A enfermeira Thaïs Azevedo se obrigou a remexer em gavetas do passado para dar seu depoimento. Aos 70 anos de idade, não consegue conter o choro e desabafa aos dois minutos de entrevista. “Quando falo sobre isso, descubro como a gente consegue eliminar o passado. E aí descubro que ele é muito doloroso. Eu tenho medo.”
Dói se lembrar da adolescência e do início da juventude dela, vividos no Rio de Janeiro e em São Paulo durante a ditadura (1964–1984). Para Thaïs, essa fase “obscura” traz imagens difíceis e permeadas de muita violência.
“Quando a gente diz ‘Anos de Chumbo’, a gente está falando das pessoas heterossexuais [e do que elas sofreram]. Esse universo homossexual não contava. Toda a sevícia que você sofresse era natural”, ela afirma sobre a repressão militar.
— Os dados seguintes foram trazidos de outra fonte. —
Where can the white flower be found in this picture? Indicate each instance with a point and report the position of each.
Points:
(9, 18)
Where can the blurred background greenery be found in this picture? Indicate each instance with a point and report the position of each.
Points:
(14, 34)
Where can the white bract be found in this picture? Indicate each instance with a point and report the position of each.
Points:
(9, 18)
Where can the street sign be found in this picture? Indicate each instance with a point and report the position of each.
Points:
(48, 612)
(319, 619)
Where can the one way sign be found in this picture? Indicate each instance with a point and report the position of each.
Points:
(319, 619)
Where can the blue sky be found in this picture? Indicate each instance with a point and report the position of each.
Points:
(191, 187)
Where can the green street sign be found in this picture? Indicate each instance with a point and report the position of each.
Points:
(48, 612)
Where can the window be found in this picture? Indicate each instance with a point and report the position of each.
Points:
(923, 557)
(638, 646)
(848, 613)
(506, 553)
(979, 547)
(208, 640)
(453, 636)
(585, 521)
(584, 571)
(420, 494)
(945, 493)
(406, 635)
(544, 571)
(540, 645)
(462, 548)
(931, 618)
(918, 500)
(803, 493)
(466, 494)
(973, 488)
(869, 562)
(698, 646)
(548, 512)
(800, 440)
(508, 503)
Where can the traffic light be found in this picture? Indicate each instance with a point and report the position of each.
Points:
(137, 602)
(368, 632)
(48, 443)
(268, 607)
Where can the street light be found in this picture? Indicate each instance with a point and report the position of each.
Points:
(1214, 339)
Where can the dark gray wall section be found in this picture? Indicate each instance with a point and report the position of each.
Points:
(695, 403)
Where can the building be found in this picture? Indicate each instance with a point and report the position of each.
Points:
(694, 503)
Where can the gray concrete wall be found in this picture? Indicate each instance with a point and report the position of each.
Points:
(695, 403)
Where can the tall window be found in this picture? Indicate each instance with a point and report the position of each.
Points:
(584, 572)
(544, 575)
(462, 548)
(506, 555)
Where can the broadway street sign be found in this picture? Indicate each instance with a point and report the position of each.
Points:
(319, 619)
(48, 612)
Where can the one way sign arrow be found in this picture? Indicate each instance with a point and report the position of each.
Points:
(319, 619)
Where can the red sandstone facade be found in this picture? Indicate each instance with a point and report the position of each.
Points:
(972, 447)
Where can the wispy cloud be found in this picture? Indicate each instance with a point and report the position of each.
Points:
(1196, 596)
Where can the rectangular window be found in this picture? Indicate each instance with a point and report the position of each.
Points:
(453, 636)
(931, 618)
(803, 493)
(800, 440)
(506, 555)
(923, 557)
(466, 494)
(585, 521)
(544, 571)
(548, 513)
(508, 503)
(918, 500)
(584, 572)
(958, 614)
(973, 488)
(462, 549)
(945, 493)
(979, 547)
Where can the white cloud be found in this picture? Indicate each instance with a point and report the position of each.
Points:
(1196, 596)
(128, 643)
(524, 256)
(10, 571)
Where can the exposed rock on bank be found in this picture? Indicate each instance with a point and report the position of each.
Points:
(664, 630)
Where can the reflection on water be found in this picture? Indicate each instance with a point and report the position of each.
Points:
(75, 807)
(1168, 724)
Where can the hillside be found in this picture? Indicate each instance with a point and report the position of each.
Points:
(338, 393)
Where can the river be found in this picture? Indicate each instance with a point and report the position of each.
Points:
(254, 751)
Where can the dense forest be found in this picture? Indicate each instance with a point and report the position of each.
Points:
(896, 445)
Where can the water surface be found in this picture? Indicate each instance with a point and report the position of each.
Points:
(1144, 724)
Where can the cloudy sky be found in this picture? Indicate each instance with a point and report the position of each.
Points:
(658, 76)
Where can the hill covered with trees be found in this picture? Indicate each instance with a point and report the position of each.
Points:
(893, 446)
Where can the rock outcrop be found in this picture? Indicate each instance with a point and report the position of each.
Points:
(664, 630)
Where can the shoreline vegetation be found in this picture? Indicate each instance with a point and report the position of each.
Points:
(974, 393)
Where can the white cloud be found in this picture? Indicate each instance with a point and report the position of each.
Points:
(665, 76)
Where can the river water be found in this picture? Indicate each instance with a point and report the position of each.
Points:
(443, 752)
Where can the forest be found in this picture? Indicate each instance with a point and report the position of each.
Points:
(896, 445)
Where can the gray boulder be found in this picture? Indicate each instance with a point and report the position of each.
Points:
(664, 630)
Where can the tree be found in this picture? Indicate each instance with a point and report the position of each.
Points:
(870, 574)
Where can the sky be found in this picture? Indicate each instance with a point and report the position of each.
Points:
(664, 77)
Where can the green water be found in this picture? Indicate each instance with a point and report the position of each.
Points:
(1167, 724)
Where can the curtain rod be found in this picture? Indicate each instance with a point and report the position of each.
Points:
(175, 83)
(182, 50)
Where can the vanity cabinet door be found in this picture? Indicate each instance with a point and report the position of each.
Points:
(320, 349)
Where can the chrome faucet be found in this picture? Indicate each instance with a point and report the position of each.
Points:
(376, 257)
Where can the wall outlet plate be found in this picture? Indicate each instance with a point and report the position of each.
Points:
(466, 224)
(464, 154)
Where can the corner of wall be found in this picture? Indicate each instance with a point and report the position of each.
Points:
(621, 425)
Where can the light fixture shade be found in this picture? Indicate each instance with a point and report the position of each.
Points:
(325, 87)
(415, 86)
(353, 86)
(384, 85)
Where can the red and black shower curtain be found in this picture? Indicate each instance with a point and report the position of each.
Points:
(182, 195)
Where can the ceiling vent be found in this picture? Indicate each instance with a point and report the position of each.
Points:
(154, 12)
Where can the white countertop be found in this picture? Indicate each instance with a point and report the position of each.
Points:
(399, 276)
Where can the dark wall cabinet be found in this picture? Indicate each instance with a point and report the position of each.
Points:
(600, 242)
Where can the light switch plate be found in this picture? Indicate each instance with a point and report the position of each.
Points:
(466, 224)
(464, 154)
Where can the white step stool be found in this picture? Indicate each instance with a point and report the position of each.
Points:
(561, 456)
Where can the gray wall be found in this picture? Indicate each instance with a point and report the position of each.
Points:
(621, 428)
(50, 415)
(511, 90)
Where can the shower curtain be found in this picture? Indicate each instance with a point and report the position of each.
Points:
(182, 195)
Nascida no interior de Minas Gerais, Thaïs foi enviada adolescente à casa de uma tia no Rio para continuar os estudos, mas ainda não se identificava como uma menina. O ano era 1964 e ela tinha entre 15 e 16 anos de idade.
“Eu era uma criança preta, em uma escola só de brancos. A gente não falava de transgeneridade. Não falava também de homossexualidade. A gente não falava, mas a gente sentia as consequências.”
A primeira delas foi sofrida dentro de casa. A tia não aceitava o jeito de ser do sobrinho e dispensou a empregada para que o menino assumisse as tarefas de limpeza. “'Já que você é tão mulherzinha', ela dizia, 'vai fazer o serviço'. Ela tinha o discurso de que, se fosse para envergonhar a família, o melhor era eu sumir. Eu fugi.”
Envergonhada, Thaïs não tentou voltar para Minas e passou a ficar pelas ruas, dormindo na praia. Integrante de um grupo de oito jovens, todos menores de idade e sem família, Thaïs foi presa pela primeira vez em uma feira.
“A polícia era amiga dos feirantes, pegou a gente, e foi aí que começaram as violações sexuais pelos policiais. Eu era muito delicadinha, tinha um aspecto muito feminilizado naturalmente, eu era uma presa muito atraente para esse pessoal.”
As apreensões dos garotos passaram a ser frequentes, e o grupo era usado pelos policiais para diversão, ela relata.
O abuso sexual era cometido pelo poder
Thaïs de Azevedo, enfermeira
"Ninguém questiona, se você é militar. E esse militar não questiona essa criança. Eu era menor de idade, com um corpo ainda saindo da infância, uma estrutura biológica que não é constituída para, de repente, sofrer invasões de homens adultos e coisas dessa natureza. São violações que você precisa esquecer para sair no outro dia e fugir, correr e continuar vivendo”, ela diz.
Até chegar à idade adulta, ela se prostituiu para sobreviver. Viu os amigos de rua desaparecerem aos poucos. Conseguiu deixar a condição marginal ao se envolver com um homem mais velho, com quem teve um relacionamento estável. Só então pôde se assumir com uma imagem feminina, de cabelos longos, curvas e seios (moldados com o uso de anticoncepcional para mulheres).